孫鼎相大概是想通了,於是開口問:“潤之老弟可有妙法,讓皇帝赦還老漢長兄?”

這個真沒有。

李自成說道:“塞外苦寒之地,孫老先生又年屆古稀,若不及早請回來安養,那就是七年九月四日的事。”①

“……”孫鼎相沒聽懂。

張慎言擔憂道:“此話當真?”

李自成點點頭。

張慎言揪著鬍子說道:“我可不願死在外頭。短毛,你昨晚說的我是死在宣城?”

李自成點頭,“對,入祀敬亭山五賢祠。逝後五十年,你侄孫張泰交時任江南學政,往寧國府主持歲考。寧國學子摩肩接踵,隨從學政登山,對你進行了一次集體膜拜。”

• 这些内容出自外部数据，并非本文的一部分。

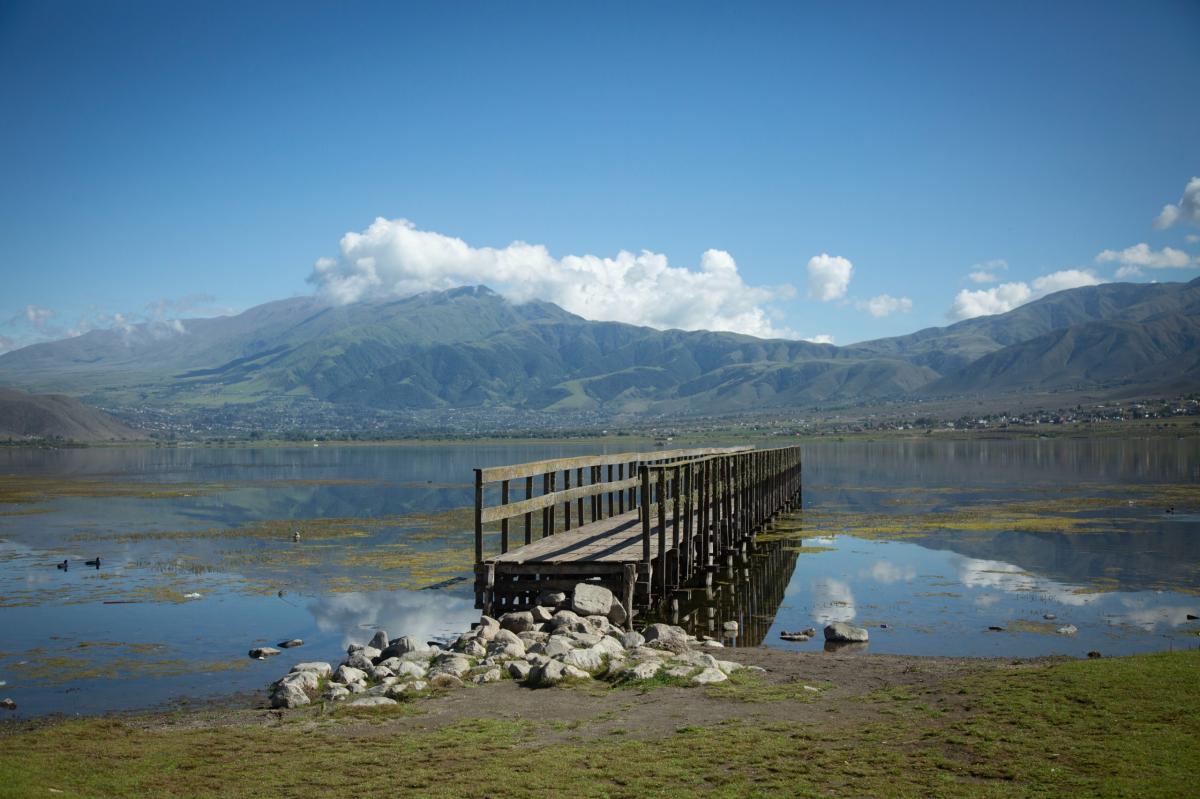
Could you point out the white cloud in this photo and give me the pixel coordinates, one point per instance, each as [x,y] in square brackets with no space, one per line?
[1063,280]
[1187,210]
[394,258]
[1006,296]
[885,305]
[1140,254]
[985,272]
[984,302]
[828,276]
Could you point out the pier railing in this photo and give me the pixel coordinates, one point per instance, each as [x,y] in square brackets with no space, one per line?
[711,504]
[533,497]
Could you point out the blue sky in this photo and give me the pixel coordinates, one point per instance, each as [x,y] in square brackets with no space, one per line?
[801,169]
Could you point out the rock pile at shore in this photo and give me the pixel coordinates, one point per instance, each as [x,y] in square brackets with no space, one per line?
[564,637]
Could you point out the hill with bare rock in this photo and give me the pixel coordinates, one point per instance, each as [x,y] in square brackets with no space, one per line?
[55,415]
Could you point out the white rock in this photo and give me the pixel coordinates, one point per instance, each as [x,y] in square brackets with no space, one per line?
[589,660]
[843,632]
[321,668]
[349,674]
[589,599]
[709,676]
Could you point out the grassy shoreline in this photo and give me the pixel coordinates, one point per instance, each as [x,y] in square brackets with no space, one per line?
[888,726]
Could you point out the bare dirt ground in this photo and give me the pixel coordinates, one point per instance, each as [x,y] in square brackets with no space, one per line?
[586,712]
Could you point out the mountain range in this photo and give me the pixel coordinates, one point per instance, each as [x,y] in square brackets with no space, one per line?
[472,348]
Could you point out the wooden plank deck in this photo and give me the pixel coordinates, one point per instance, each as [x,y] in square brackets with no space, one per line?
[613,540]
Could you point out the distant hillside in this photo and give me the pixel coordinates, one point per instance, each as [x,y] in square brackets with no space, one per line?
[53,415]
[471,348]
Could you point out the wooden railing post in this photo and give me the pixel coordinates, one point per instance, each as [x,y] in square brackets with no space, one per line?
[479,516]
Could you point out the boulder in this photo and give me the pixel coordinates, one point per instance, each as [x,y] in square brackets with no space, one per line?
[490,676]
[549,673]
[551,599]
[843,632]
[664,636]
[321,668]
[487,628]
[631,640]
[454,665]
[335,692]
[401,647]
[408,670]
[642,671]
[589,599]
[709,676]
[589,660]
[372,702]
[348,674]
[445,682]
[517,620]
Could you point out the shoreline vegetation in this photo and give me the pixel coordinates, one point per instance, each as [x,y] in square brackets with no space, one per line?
[1183,426]
[880,725]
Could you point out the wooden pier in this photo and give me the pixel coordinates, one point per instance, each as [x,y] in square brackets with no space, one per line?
[639,523]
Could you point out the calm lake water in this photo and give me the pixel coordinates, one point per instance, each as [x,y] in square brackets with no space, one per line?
[928,544]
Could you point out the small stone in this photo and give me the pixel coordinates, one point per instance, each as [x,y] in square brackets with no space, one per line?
[642,671]
[444,682]
[589,599]
[552,599]
[709,676]
[323,670]
[487,628]
[631,640]
[490,676]
[665,636]
[348,674]
[589,660]
[517,620]
[843,632]
[372,702]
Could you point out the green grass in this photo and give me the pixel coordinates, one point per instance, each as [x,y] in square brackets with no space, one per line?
[1109,727]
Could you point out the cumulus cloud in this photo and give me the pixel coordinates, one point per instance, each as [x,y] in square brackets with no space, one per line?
[395,258]
[1140,254]
[1006,296]
[828,276]
[885,305]
[985,272]
[1187,210]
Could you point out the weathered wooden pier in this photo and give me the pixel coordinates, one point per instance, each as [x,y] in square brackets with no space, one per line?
[640,523]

張慎言猛拍桌子:“屁屁屁!再胡幾把說翻臉了啊!老子死在宣稱就夠糟心了。”

李自成笑道:“也有好處嘛。你結識了當地沈壽嶢等名士;和仙克瑾結為姻親;和趕來求學的談遷悠然林下……”②仙克瑾曾是山西巡撫,崇禎三年陝西農民軍入晉,老漢移鎮汾州,被亂民刺傷,告老還鄉。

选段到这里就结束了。